When Fain picks up his favorite violin and puts it to his chin, he warns that he doesn’t play as well as he used to, yet his passion for music pours forth with every note.

Fain, better known as Buster, has been playing and making violins since he was 13 years old. Several of the instruments he has crafted are proudly displayed throughout his home, like pictures of his children might be if he and his wife, Jeanie, had any.

“I’ve always been a stickler for workmanship,” says Fain, who as a boy swept the shop of his mentor, a violin-maker name Glidewel in Wichita Falls.

“I got to see what Mr. Glidewel did and how he did it,” Fain says. “It was a challenge for me to see if I could make a violin after watching him.”

Fain opened his own shop before joining the Air Force in World War II. He earned his living by making and repairing violins and violas, and by playing the trombone as first chair in Oklahoma City’s symphony orchestra.

After the war, he became a salesman, but continued to operate his violin shop out of a back room of his house.

Love for violins and Jeanie eventually led Fain to discover another talent – painting.

Jeanie wanted a picture of a violin, but no artist could satisfy Fain’s meticulous eye for craftsmanship. He decided to paint Jeanie’s violin himself.

“I wasn’t interested in someone else’s interpretation of what the violin should look like,” says Fain, former president of the Dallas Artists and Craftsmen Association.

Fain began oil painting in 1964 and now has a studio filled with landscapes and seascapes behind his house. His work is exhibited at Art Encounter in Northlake Shopping Center.

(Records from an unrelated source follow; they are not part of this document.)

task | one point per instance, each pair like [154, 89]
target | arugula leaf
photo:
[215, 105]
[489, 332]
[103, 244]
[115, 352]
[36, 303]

Today, Fain has given up the trombone because “you have to keep your lips in shape,” he says, and he has stopped playing the violin at Urban Park United Methodist Church because of Parkinson’s disease.

His illness has him moving slower and remembering less, but he remains passionate about his violins, his landscapes and especially Jeanie.

“I enjoy my painting and my music,” he says. “I think God has been good to me.”